The open-source community responded to the situation by forking SpecFlow as Reqnroll. Reqnroll is an open-source Cucumber-style BDD test automation framework for .NET. It has been created as a reboot of the SpecFlow project.
(This rabbit hole is deep. Suffice to say Cucumber is the Unix world's version of BDD)
Reqnroll started as a clone of SpecFlow so all the on-line tutorials and documentation still apply. I deleted the SpecFlow package from my IDE and installed Reqnroll in its place.
[Given(@"I have loaded the site")]
public void GivenIHaveLoadedTheSite()
{
_edgeDriver.Url = "https://show.admoss.info";
_edgeDriver.Navigate();
}
to the .cs file. That is all there is to it! Well, not really. I had to fill in the template with the C# that actually does things:
_edgeDriver.Url = "https://show.admoss.info";
_edgeDriver.Navigate();
I repeated the above for the line Then I check the title
[Then(@"I check the title")]
public void WhenILookAtTheTitle()
{
try
{
Assert.AreEqual("David Moss", _edgeDriver.Title);
_edgeDriver.Quit();
}
catch (Exception e)
{
Console.WriteLine(e);
}
_edgeDriver.Quit();
}
How easy was that!
I went from a requirements file, that could have been written in Gherkin by the most tech-illiterate business user, to a C# unit test smoothly and easily.
What is more, the steps we defined and coded are re-usable.
Notice that Given I have loaded the site step is used two of the scenarios. I only had to fill in the C# code once. I can re-use that step in as many scenarios as I want.
I have only scratched the surface of Behaviour Driven Design with SpecFlow ReqnRoll in this blog post. Once I am more familiar with it, I will become a BDD evangelist at work.
I suppose I should end with something about why it is called Behaviour Driven Design.
The idea is that a business user writes the behaviours expected by the system in Gherkin.

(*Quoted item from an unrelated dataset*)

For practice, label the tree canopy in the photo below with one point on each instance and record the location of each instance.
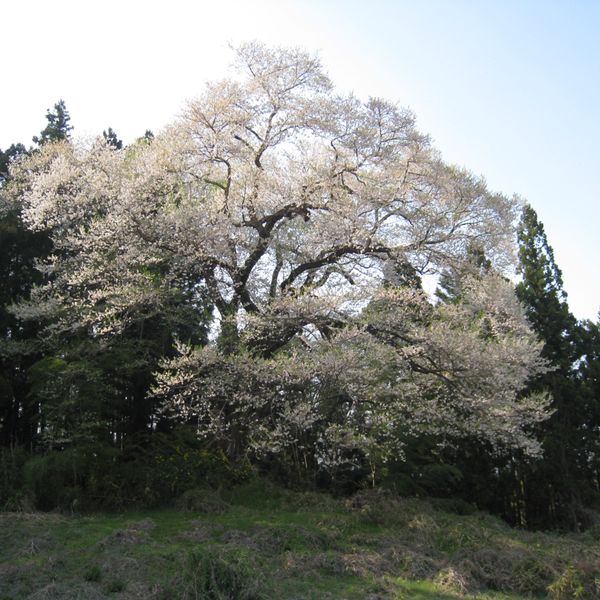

The programmer then adds the steps captured in the requirements file to the steps file.
At this stage all the tests will fail. That's OK. Not only have real tests not been written yet, but the system being tested hasn't either! But the tests will run.

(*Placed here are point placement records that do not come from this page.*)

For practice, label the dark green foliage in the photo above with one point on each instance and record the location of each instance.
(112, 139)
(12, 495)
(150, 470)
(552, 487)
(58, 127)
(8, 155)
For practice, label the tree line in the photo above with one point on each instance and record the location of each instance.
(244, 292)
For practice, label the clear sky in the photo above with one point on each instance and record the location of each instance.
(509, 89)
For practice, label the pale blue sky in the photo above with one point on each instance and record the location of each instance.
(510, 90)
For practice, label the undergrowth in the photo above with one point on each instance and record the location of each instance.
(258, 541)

As features are added to the system, the programmer adds real C# code to test them to the steps file. Now some tests will (hopefully) pass. The tests for unimplemented features will continue to fail.
Testing now becomes a measure of progress in the development project.

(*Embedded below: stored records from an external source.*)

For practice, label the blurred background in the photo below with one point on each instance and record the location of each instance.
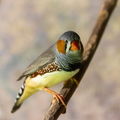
(28, 27)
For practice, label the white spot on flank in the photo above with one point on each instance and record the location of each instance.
(20, 91)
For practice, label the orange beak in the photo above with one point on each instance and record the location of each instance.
(75, 45)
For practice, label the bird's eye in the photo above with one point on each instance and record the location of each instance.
(66, 41)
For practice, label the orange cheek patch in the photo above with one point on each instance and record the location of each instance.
(61, 46)
(75, 45)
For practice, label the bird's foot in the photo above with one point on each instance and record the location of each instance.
(59, 98)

If a test fails it drives effort to either implement the feature as described by the business or fix the bug that is causing it to fail. The development process is driven by the desired behaviour of the system.
Finally, the test results end up in cryptic .trx files. (test results in xml)
There are utilities available that will translate these .trx files to HTML. Some of these utilities are pretty basic, others include nifty graphics showing progress. I used a basic one called trxlog2html.